C’est donc ici, au coin du Boulevard Saint-Laurent et de la rue Saint-Viateur, qu’une cinquantaine de développeurs débutent l’aventure d’Ubisoft Montréal et commencent à plancher sur un premier jeu de course automobile, Speed Busters. Plus de vingt ans plus tard, Ubisoft occupe non seulement toujours le 5e étage… mais désormais l’intégralité du bâtiment !

Comme la manufacture de textile Peck, l’ancien occupant des lieux au début du XXe siècle, l’entreprise de jeux vidéo est devenu le premier employeur du Mile-End. Avec 3700 employé(e)s, c’est même devenu le plus grand studio de développement de jeux vidéo au monde. En sachant qu’Ubisoft envisage de créer 1000 emplois supplémentaires d’ici une petite dizaine d’années dans la province. Une perspective pas remise en cause par ses récents déboires financiers, dus à l’échec de Ghost Recon: Breakpoint et qui ont motivé le report de la sortie de trois de ses jeux phares en 2020.

Dans son sillage, c’est d’ailleurs tout un écosystème qui s’est constitué : l’industrie représente aujourd’hui plus de 10 000 emplois au Québec et Montréal fait partie des premiers centres mondiaux de production de jeux vidéo. Il n’est d’ailleurs pas étonnant de voir que ce sont des anciens d’Ubisoft Montréal qui ont ouvert récemment dans la ville le premier studio de Google pour sa nouvelle plate-forme Stadia, et celui d’Epic Games, l’éditeur du jeu à succès Fortnite.

L’essor du « game as a service »

À l’intérieur des locaux, le plancher, qui craque à chacun des pas dans les zones qui n’ont pas encore été rénovées, rappelle l’histoire ancienne des lieux. C’est malgré tout dans une entreprise en profonde mutation que nous mettons les pieds.

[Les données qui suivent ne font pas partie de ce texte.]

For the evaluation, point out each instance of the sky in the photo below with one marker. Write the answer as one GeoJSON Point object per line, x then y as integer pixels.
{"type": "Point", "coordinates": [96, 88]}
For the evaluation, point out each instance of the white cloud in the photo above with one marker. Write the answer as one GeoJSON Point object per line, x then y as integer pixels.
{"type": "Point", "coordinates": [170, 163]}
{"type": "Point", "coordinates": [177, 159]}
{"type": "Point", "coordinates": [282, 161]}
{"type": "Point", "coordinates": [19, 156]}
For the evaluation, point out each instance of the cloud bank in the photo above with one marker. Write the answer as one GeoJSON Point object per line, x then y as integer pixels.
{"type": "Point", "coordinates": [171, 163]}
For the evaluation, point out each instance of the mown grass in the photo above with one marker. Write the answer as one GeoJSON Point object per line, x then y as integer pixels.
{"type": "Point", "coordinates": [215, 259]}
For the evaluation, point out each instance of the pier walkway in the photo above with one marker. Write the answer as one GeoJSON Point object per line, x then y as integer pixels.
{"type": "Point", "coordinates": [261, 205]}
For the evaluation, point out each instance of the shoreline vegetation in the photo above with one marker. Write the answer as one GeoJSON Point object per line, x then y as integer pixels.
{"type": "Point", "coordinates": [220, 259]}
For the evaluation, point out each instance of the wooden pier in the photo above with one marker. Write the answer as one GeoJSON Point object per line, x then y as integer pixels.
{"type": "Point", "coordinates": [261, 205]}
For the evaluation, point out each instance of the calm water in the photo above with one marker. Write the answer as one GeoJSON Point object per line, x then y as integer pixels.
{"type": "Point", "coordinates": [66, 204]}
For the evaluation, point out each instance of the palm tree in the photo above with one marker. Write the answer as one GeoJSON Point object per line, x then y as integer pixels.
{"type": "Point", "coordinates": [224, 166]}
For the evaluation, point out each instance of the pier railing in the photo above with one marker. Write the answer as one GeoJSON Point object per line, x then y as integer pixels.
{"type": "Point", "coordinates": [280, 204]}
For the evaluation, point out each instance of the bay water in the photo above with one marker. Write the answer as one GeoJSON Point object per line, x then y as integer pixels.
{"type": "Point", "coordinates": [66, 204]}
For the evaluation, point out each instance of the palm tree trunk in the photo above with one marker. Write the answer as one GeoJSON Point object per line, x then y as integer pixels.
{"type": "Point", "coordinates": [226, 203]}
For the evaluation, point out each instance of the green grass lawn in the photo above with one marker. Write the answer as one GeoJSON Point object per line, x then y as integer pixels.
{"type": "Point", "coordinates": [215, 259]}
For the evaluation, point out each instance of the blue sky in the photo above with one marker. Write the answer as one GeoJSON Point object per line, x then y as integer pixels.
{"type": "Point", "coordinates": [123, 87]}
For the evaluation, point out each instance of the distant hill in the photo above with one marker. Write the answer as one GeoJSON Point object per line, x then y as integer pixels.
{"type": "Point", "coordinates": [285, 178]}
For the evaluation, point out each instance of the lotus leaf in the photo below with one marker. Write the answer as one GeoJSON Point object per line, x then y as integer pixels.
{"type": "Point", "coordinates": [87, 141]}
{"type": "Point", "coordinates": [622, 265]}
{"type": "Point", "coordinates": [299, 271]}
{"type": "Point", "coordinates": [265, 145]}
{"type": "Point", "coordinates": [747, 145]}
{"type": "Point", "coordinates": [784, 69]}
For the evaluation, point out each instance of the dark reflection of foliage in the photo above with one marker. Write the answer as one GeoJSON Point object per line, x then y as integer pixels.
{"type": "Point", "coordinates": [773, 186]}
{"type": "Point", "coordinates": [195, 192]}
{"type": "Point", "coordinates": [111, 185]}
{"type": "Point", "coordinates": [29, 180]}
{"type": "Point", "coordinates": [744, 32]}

À l’image de l’ensemble du secteur, le studio, créateur notamment des célèbres franchises Assassin’s Creed, Far Cry, For Honor, Rainbow Six ou Watch Dogs, doit en effet s’adapter à l’essor des jeux sur mobile, au « cloud gaming » (avec les plates-formes de jeu à la demande en ligne) mais aussi à la grande tendance du « game as a service » (GaaS). Un modèle basé sur des revenus en continu, similaire au SaaS (Software as a service) dans l’univers du logiciel d’entreprise.

« Avant, faire un jeu, c’était l’équivalent de sortir un film. Une fois terminé, on pensait au prochain. Aujourd’hui, c’est plus l’équivalent de créer un parc d’attractions. Ça change continuellement : on ajoute des activités, on regarde ce que préfèrent les joueurs etc. », symbolise Luc Duchaine, ancien directeur de marque sur le jeu For Honor et nouveau directeur exécutif marketing depuis septembre.

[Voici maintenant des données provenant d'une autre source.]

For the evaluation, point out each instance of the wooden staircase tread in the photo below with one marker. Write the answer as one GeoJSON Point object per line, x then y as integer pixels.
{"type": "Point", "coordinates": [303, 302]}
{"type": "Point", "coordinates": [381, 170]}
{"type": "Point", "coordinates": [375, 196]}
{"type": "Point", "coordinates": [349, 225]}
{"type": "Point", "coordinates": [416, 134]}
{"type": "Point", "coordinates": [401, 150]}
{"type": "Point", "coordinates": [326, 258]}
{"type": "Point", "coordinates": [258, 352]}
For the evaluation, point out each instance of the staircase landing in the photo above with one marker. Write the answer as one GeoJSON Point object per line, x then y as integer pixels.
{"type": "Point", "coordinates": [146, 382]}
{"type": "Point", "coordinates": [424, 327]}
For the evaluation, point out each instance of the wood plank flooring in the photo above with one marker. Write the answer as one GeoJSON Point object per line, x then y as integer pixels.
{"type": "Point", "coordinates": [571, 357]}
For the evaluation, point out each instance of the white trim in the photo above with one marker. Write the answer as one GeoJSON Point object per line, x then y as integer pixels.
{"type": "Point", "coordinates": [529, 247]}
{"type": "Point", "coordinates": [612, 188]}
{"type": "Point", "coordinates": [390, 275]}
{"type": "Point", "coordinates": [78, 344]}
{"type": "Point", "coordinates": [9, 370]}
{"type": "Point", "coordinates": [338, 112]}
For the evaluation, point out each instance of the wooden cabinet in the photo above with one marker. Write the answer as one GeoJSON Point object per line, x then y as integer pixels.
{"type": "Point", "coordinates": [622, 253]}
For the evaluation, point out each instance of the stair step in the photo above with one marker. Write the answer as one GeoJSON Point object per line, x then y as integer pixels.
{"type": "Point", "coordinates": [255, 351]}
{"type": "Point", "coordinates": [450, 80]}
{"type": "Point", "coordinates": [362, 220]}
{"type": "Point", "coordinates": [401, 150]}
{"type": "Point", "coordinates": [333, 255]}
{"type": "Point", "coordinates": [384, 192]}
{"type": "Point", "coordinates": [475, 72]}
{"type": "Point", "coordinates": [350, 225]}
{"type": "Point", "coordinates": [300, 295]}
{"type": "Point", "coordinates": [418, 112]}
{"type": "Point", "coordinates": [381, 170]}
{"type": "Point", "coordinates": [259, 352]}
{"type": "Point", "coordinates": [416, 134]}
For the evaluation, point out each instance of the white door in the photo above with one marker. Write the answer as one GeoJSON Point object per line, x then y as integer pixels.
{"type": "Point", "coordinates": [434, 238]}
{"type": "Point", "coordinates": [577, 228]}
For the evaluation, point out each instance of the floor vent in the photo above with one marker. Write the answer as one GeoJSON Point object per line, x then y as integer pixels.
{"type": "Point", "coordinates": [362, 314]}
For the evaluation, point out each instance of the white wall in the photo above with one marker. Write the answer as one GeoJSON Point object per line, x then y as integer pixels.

Illustration concrète au 4e étage du bâtiment, où s’affairent de nombreux salariés, trois écrans chacun devant eux, répartis dans un vaste open space. « Aujourd’hui, quatre ans après son lancement, plus de 800 personnes, dont 400 ici à Montréal, travaillent encore sur le jeu Rainbow Six Siege », témoigne Alexandre Pelletier, responsable de la visite du studio. Il faut dire qu’il rassemble aujourd’hui plus de 45 millions de joueurs dans le monde et que, pour les maintenir en haleine, de nouveaux territoires ou agents sont constamment ajoutés.

« Je me rappelle que le jour où le premier Assassin’s Creed a été approuvé par Microsoft et Sony [NDLR : pour leur console XBox et PlayStation], tout le monde est parti en vacances. Le lead programmeur était même venu avec sa valise au bureau, » rigole Luc Duchaine. Aujourd’hui, les vacances sont plus régulières. « Le développement ne s’arrête jamais désormais. Il y a une rotation. Quand on lance un nouveau personnage, on est déjà en train de produire celui d’après, » poursuit-il.

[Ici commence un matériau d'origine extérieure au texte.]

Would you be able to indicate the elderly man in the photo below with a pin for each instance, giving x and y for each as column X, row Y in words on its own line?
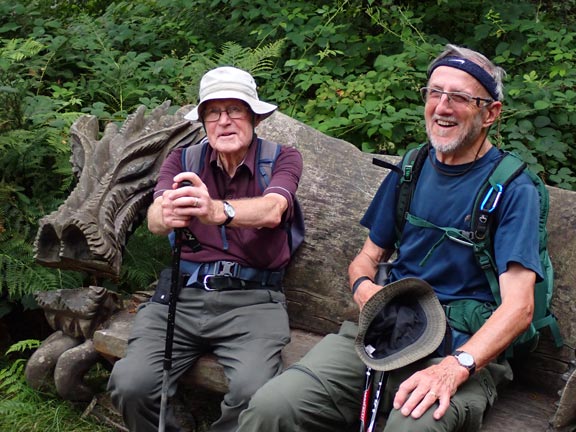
column 452, row 389
column 232, row 303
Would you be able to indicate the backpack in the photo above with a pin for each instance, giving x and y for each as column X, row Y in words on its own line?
column 480, row 237
column 267, row 152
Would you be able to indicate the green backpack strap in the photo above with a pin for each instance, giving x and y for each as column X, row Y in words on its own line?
column 483, row 216
column 483, row 219
column 412, row 163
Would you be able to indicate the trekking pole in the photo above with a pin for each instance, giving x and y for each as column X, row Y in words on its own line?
column 174, row 290
column 366, row 399
column 376, row 403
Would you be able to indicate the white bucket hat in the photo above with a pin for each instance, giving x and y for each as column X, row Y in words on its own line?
column 400, row 324
column 230, row 83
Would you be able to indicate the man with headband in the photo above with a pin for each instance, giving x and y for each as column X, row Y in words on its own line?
column 451, row 389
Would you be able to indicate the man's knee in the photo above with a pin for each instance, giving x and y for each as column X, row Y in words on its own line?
column 131, row 382
column 268, row 410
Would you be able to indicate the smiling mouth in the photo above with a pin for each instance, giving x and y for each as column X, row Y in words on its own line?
column 446, row 123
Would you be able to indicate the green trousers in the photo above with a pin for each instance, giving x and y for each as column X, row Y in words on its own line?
column 246, row 330
column 323, row 392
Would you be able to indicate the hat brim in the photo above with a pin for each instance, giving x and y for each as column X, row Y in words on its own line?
column 261, row 108
column 424, row 345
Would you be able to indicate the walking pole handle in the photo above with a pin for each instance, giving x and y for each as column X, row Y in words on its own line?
column 171, row 320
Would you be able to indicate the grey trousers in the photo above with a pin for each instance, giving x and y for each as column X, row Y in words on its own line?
column 246, row 330
column 323, row 392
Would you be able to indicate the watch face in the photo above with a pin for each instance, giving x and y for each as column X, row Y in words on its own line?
column 229, row 210
column 465, row 359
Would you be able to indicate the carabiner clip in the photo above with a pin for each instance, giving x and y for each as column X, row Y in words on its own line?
column 498, row 188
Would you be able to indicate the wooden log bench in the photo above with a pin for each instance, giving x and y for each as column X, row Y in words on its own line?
column 337, row 185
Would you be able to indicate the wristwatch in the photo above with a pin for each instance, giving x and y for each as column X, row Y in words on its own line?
column 466, row 360
column 229, row 212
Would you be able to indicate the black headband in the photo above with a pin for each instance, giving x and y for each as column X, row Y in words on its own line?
column 483, row 77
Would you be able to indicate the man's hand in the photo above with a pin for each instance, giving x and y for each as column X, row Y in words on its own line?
column 437, row 383
column 182, row 203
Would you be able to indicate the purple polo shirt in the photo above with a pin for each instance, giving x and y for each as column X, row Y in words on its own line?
column 264, row 248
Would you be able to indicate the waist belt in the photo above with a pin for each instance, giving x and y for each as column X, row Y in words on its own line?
column 229, row 275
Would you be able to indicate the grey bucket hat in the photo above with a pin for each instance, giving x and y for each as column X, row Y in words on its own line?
column 402, row 323
column 228, row 82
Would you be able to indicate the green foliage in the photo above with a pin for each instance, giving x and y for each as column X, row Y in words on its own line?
column 23, row 409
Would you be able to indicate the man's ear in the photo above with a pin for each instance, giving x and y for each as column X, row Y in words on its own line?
column 492, row 113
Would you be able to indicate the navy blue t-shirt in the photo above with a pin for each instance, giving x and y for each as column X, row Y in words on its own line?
column 447, row 201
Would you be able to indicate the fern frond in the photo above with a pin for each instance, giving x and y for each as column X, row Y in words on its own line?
column 255, row 61
column 23, row 345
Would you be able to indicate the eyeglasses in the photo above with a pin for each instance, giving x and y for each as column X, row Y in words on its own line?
column 234, row 112
column 458, row 98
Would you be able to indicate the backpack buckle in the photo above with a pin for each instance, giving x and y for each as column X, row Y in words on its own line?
column 408, row 173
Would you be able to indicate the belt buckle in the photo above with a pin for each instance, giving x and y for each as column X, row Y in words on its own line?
column 205, row 283
column 226, row 268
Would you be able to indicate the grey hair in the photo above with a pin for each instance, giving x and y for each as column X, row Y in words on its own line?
column 480, row 59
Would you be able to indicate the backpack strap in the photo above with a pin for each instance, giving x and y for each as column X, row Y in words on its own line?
column 412, row 164
column 267, row 152
column 193, row 156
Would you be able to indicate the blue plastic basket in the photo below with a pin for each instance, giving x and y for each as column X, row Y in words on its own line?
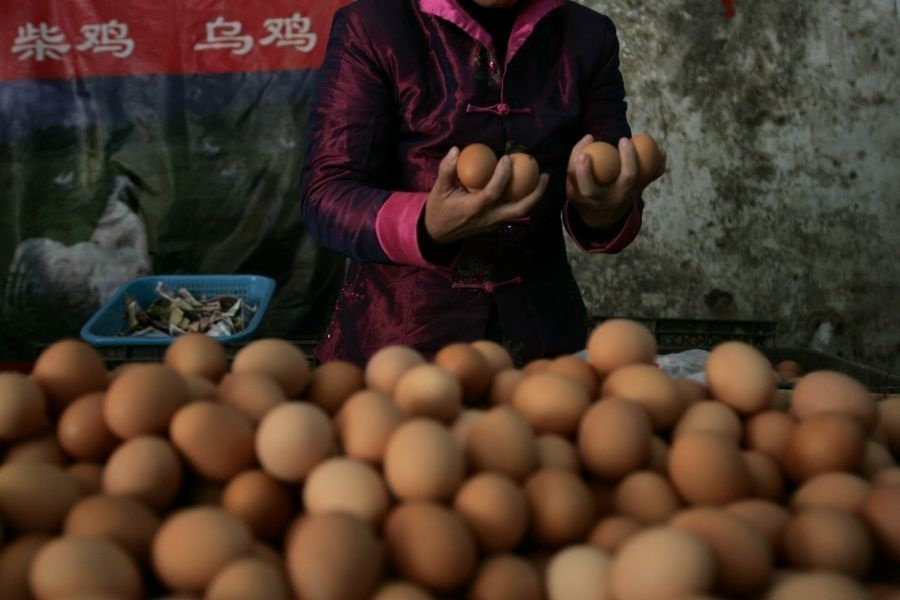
column 109, row 326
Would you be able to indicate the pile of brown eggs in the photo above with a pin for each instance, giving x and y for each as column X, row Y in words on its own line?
column 456, row 477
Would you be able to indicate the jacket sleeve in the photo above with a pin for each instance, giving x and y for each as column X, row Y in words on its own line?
column 605, row 118
column 346, row 199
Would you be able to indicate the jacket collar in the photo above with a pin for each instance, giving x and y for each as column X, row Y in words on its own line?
column 532, row 12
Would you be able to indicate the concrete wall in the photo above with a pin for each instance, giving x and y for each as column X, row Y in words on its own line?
column 782, row 200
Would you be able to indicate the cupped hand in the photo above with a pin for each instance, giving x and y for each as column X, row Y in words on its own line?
column 601, row 206
column 453, row 213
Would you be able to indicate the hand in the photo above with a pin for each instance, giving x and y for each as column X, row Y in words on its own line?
column 452, row 213
column 601, row 206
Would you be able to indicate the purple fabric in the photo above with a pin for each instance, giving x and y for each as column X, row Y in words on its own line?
column 405, row 80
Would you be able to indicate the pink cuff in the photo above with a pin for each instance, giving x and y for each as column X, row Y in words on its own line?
column 397, row 227
column 608, row 242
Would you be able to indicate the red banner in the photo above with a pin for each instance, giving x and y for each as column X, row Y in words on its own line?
column 82, row 38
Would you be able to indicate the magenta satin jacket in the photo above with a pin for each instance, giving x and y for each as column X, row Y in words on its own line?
column 405, row 80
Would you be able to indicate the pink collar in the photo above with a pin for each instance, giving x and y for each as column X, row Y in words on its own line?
column 532, row 12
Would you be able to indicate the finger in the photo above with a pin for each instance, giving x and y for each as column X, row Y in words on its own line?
column 446, row 178
column 497, row 183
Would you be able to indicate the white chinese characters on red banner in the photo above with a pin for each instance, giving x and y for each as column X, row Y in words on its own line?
column 47, row 39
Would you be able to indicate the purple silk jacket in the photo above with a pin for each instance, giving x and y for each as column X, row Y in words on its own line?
column 402, row 82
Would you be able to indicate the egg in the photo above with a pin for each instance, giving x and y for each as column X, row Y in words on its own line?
column 76, row 565
column 605, row 161
column 649, row 158
column 197, row 354
column 423, row 461
column 615, row 343
column 263, row 503
column 347, row 485
column 524, row 177
column 193, row 544
column 292, row 439
column 682, row 565
column 506, row 576
column 428, row 543
column 475, row 166
column 279, row 358
column 496, row 510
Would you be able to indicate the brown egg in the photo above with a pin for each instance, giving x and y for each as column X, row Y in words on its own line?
column 503, row 386
column 88, row 476
column 614, row 438
column 254, row 394
column 347, row 485
column 35, row 497
column 765, row 473
column 681, row 563
column 502, row 440
column 365, row 423
column 829, row 539
column 470, row 367
column 428, row 390
column 143, row 399
column 23, row 407
column 766, row 516
column 708, row 468
column 605, row 161
column 649, row 159
column 292, row 439
column 615, row 343
column 386, row 365
column 647, row 497
column 822, row 585
column 743, row 555
column 825, row 442
column 831, row 489
column 578, row 369
column 710, row 415
column 333, row 556
column 579, row 572
column 16, row 557
column 551, row 402
column 524, row 178
column 611, row 531
column 496, row 510
column 263, row 503
column 649, row 387
column 195, row 543
column 769, row 432
column 197, row 354
column 82, row 431
column 423, row 461
column 829, row 391
column 333, row 382
column 278, row 358
column 146, row 468
column 562, row 507
column 128, row 523
column 71, row 566
column 497, row 356
column 69, row 369
column 740, row 376
column 475, row 166
column 506, row 576
column 558, row 452
column 248, row 578
column 216, row 441
column 430, row 544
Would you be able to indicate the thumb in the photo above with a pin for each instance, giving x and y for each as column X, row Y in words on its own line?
column 446, row 178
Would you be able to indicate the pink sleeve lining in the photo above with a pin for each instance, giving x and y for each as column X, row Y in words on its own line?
column 397, row 227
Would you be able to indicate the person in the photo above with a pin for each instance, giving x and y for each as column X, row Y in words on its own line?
column 406, row 84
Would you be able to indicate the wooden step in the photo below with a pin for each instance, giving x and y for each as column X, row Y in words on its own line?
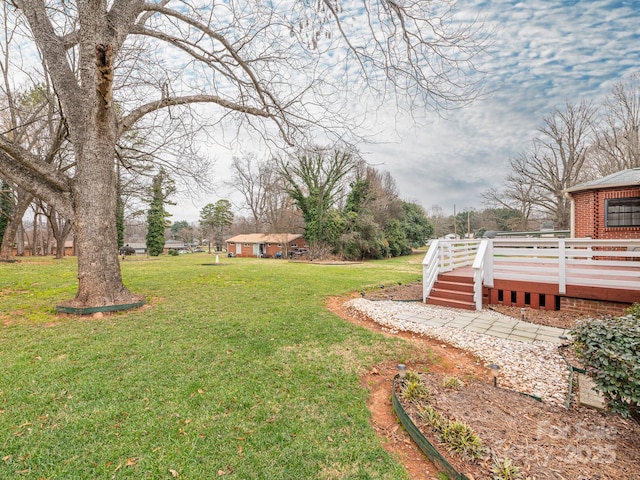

L’apparition de nouveaux métiers

Il faut dire que ce passage du jeu physique à ce concept de plate-forme numérique s’avère très rentable, comme l’illustre très clairement cette présentation d’Ubisoft sur le futur du jeu vidéo, publiée l’an passé. Les revenus passent de cycliques à récurrents et les lourds investissements de développement initiaux peuvent être rentabilisés à long terme, en se basant sur l’engagement des joueurs. D’après le document, Ubisoft indique qu’un jeu traditionnel rapporte, la deuxième année, 13 % de ce qu’il a généré lors de la première. Pour les jeux live, ce chiffre grimpe à 52 %. L’indicateur par jeu n’est ainsi plus le nombre de ventes mais sa valeur durant son cycle de vie (lifetime value).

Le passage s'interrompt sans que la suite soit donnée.